Zachary Ochuodho @zachuodho
Commercial banks need to tighten their credit standards to contain the rising levels of non-performing loans (NPLs), which have increased by 0.8 percentage points from the first quarter (Q1) of this year.
The tightening of credit standards will allow commercial banks to manage the industry-wide deteriorating asset quality.
According to a report released yesterday by Cytonn Investment Management, the level of NPLs remains a major concern within the banking sector.
Caleb Mugendi an investment associate at Cytonn said real estate, manufacturing and retail sector were the major contributors to the increasing levels of NPLs.

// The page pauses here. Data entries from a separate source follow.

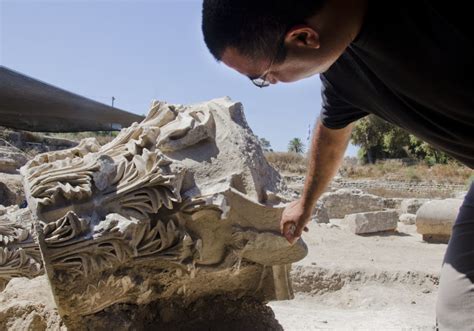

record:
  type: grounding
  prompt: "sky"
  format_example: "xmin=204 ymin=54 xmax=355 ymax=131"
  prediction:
xmin=0 ymin=0 xmax=356 ymax=156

“The weighted average gross NPL ratio for the listed banks declined from 9.6 per cent in Q1 2018 to 10.4 per cent in the subsequent quarter this year and if the trend persists, it will impact on banks’ bottom line, due to associated impairment charges, especially after adoption of the new IFRS 9 standard,” he said.
Mugendi attributed increase in NPLs partly to non-payment of pending bills by counties and national government.

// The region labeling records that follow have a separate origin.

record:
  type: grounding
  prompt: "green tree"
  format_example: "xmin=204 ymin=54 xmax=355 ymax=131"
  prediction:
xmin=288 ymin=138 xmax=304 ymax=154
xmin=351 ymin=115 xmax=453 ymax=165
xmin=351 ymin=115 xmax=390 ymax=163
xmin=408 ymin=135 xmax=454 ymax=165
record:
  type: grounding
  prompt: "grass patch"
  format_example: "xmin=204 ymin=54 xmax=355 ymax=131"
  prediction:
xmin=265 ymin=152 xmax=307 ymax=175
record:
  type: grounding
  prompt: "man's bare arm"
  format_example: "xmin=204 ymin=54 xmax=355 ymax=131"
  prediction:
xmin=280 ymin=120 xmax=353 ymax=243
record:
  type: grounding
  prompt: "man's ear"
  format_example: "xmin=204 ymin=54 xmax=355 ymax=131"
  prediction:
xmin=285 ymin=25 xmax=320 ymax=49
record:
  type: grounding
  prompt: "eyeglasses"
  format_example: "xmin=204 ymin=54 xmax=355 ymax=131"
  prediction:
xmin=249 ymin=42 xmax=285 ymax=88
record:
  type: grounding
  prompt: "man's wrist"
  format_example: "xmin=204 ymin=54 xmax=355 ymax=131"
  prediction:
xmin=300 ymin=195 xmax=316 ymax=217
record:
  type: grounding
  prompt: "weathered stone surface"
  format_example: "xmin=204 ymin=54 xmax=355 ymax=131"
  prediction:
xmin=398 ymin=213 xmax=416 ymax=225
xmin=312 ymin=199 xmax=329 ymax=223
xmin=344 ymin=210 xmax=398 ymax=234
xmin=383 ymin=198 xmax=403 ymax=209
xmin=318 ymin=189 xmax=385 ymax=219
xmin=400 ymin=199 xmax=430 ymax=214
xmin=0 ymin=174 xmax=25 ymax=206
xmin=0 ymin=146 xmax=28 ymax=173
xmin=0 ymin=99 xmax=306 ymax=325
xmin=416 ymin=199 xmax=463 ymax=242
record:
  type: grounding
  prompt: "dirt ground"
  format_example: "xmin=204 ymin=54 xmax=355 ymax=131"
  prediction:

During the Budget day, Treasury said that it has set aside Sh10 billion to offset part of the Sh300 billion which it owed business entities.
Mugendi asked commercial banks to focus on improving efficiency, growing non-funded income and containing asset quality deterioration to boost their earnings.
Ian Kagira, an investment analyst said banks had improved performance on aggregate, as they recorded improved profitability, in a relatively tough operating environment.
“Increased emphasis on operating efficiency by banks seems to be bearing fruit, which was further supported by a recovery in interest revenue, largely supported by the asset re-allocation to government securities, and increased lending to specific segments,”said Kagira.